Alívio na inflação é passageiro e não garante queda do juro, diz economista

O IPCA de junho desacelerou para 0,16%, trazendo um aparente alívio na inflação  mas economistas alertam que o efeito deve ser temporário e não muda, por si só, a trajetória da Seli

O Instituto Brasileiro de Geografia e Estatística (IBGE) divulgou que o Índice Nacional de Preços ao Consumidor Amplo (IPCA) registrou alta de 0,16% em junho, abaixo dos 0,58% de maio e também inferior às expectativas de mercado.

Especialistas consideraram o resultado positivo, com surpresa concentrada no grupo de alimentação, que apresentou deflação quando o mercado esperava variação positiva próxima de 0,20%.

Por que os economistas classificam o resultado como “irretocável”

Luís Otávio Leal, da G5, afirmou que o número foi “irretocável” tanto na quantidade quanto na qualidade. Ele destacou que:

  • Seis dos nove grupos do IPCA registraram desaceleração no mês — o equivalente a dois terços do índice;
  • Os indicadores qualitativos, que medem a qualidade da inflação, vieram abaixo do esperado e em queda;
  • O acumulado em 12 meses também desacelerou, surpreendendo analistas que aguardavam aceleração.

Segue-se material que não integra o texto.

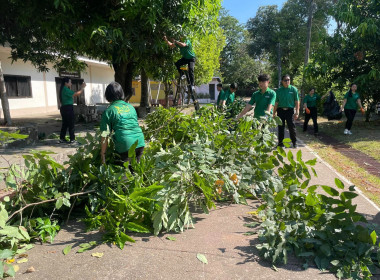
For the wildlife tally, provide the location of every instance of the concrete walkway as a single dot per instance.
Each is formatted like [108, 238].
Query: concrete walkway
[219, 236]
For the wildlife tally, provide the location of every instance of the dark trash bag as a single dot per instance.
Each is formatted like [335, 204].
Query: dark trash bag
[331, 108]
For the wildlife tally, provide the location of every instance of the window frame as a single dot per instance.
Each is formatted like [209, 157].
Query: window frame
[29, 86]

Elementos que ampliaram a surpresa positiva

Leal apontou que sinais prévios, como o IPCA-15, já sugeriam desaceleração no setor de alimentos. Além disso, fatores temporários — em especial a deflação de alimentos e o chamado “bônus de Itaipu” previsto para agosto — devem reduzir índices nos próximos meses, elevando a sensação de alívio na inflação no curtíssimo prazo.

Por que o alívio pode ser temporário

Apesar das leituras favoráveis em junho, o economista advertiu que a tendência pode se inverter a partir de setembro. Os principais riscos citados foram:

  • Fim do efeito do bônus de Itaipu;
  • Impactos do fenômeno climático El Niño sobre preços de alimentos, com efeitos que podem se estender até o início do próximo ano;
  • Medidas de estímulo ao consumo que tendem a pressionar a inflação de serviços no segundo semestre.

Efeito sobre a política monetária e a Selic

Leal avaliou que um único número positivo do IPCA não é suficiente para alterar a perspectiva da política monetária. Com o acumulado em 12 meses ainda acima do teto da meta, o espaço para retomada de cortes na taxa Selic permanece restrito. Na leitura do economista, o Banco Central deve:

  • Manter a taxa nos encontros de agosto, setembro e novembro;
  • Avaliar cortes apenas a partir de dezembro — e somente se houver maior clareza sobre o cenário político pós-eleições.

Implicações práticas

Para consumidores, o alívio nos preços de alimentos e a desaceleração generalizada do IPCA podem reduzir pressões imediatas nos orçamentos. Para mercados e formuladores de política, porém, trata-se de um sinal temporário que precisa ser confirmado por séries de dados consistentes antes de influenciar decisões sobre juros.

Conclusão

O resultado de junho oferece um respiro positivo, mas especialistas reforçam que o alívio na inflação é, por ora, transitório. Riscos sazonais e estruturais apontam para possibilidade de reversão nos próximos meses, o que limite a capacidade do Banco Central de acelerar cortes na Selic sem sinais adicionais de queda sustentada da inflação.